Copyright 2001 Times Publishing Company

St. Petersburg Times

September 03, 2001, Monday

SECTION: NATIONAL; Pg. 3A

Social Security battle: What's the truth?

by SARA FRITZ

WASHINGTON - If anyone should understand the Social Security system, it is AOL Time Warner executive Richard Parsons and former Sen. Daniel Patrick Moynihan, the two men President Bush has entrusted with the task of developing a plan to reform the nation's retirement income program.

But there is one fundamental fact about Social Security on which these two men seem to disagree, and it is a disagreement that has been argued repeatedly over the years.

The question: Is there any money in the Social Security trust fund?

You see, even though the trust fund is holding more than $ 1-trillion in Treasury bonds, there is widespread doubt that the government will have sufficient funds to make good on the bonds when the Social Security Administration tries to redeem them in the distant future. Here is how Parsons and Moynihan juggled the subject at a recent news conference:

PARSONS: The major concern that I have here, and it keeps slipping below the radar, is that we have a system that currently represents about $ 1-trillion of unfunded, off-balance-sheet liability. There's no there there. There's a promise that somehow the government will do something to get the there, when it comes time to pay that money.

MOYNIHAN (interrupting): And the promise will be kept.

PARSONS: As far as we can see, the promise will be kept. But this is playing with dynamite, from a financial prudency point of view.

MOYNIHAN: The commission has made it clear that trust fund represents an obligation that the federal government will honor, as it has honored all of its obligations for the last two centuries. On the other hand, it is not an asset. . . . Yes we are going to have to find the assets to honor the commitments.

PARSONS: If I can just add to that because there is so much confusion around that issue. We've been accused - you see it in the newspaper that "the Social Security Commission says those assets aren't real.' We never said that. The issue is: Where's the cash going to come from?

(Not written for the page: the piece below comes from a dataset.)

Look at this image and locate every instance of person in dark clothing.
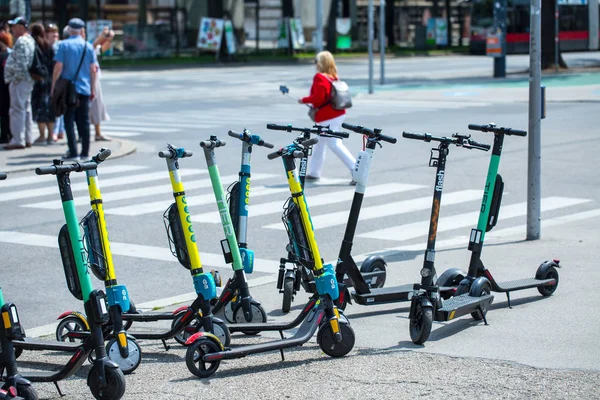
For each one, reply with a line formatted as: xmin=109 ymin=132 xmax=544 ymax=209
xmin=0 ymin=31 xmax=12 ymax=144
xmin=30 ymin=22 xmax=55 ymax=145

In 2016 and thereafter, people are still going to want checks, their Social Security checks and those checks are going to have to clear. And the government system is going to have to have cash by then.

What happens when one arm of the government turns to the other arm of the government, and says "I now need for you to make good on this IOU?' That arm of the government has to go out and raise the money.

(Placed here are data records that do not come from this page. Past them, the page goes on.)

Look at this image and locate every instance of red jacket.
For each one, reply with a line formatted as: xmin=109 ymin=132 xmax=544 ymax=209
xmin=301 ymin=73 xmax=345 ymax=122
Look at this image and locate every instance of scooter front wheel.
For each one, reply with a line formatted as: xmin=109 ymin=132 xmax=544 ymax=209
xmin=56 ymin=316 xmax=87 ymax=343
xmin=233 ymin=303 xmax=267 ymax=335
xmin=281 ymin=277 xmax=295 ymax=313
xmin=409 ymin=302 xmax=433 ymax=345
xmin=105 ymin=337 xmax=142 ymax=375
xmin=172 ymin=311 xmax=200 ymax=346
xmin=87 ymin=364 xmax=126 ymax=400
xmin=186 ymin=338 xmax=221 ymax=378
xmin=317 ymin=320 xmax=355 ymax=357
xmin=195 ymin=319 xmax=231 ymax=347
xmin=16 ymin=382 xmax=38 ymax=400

Moynihan's confidence in the government is based on history. As he sees it, the Treasury bonds held by the Social Security trust fund are backed by the full faith and credit of the United States government, which has always been good.

These Treasury bonds, he argues, are every bit as valuable at those purchased by private investors.

Parsons, meanwhile, argues that it is a different matter when the government borrows from itself than when it sells bonds to private investors. Private investors would list their Treasury bonds as an asset, while the government must consider it a debt.

At its core, this is a purely ideological dispute. Both sides are working with the same facts.

Most liberals share Moynihan's view because it means that Social Security is still as steady and reliable a social insurance program as it has been since it was created by President Franklin D. Roosevelt in the 1930s. Therefore, they conclude, there is no need to dramatically change the system.

Like Parsons, conservatives support the opposite view because it argues for a sweeping overhaul of the Social Security system, including the creation of individual private accounts. They see private accounts as a way of converting a public welfare program into a private investment plan.

As often happens in politics, especially when the facts are being distorted on both sides to support their favored outcome, neither side is telling the whole truth. The government can - and will - make good on the bonds in the Social Security trust fund, but not without raising taxes or cutting benefits.

Before the commission can agree on a new strategy, it must settle this debate. That would not only enable it to see the situation realistically, but it would also restore confidence in a system that many Americans believe is becoming worthless.

Likewise, Americans must recognize that liberals and conservatives are both deceiving us when they they talk about a Social Security "lockbox" to capture current revenues from FICA. No money would be held in the trust fund. A lockbox means the money will be used to pay down the debt; otherwise it will be spent on programs.

Either way, as Parson says, "there is no there there."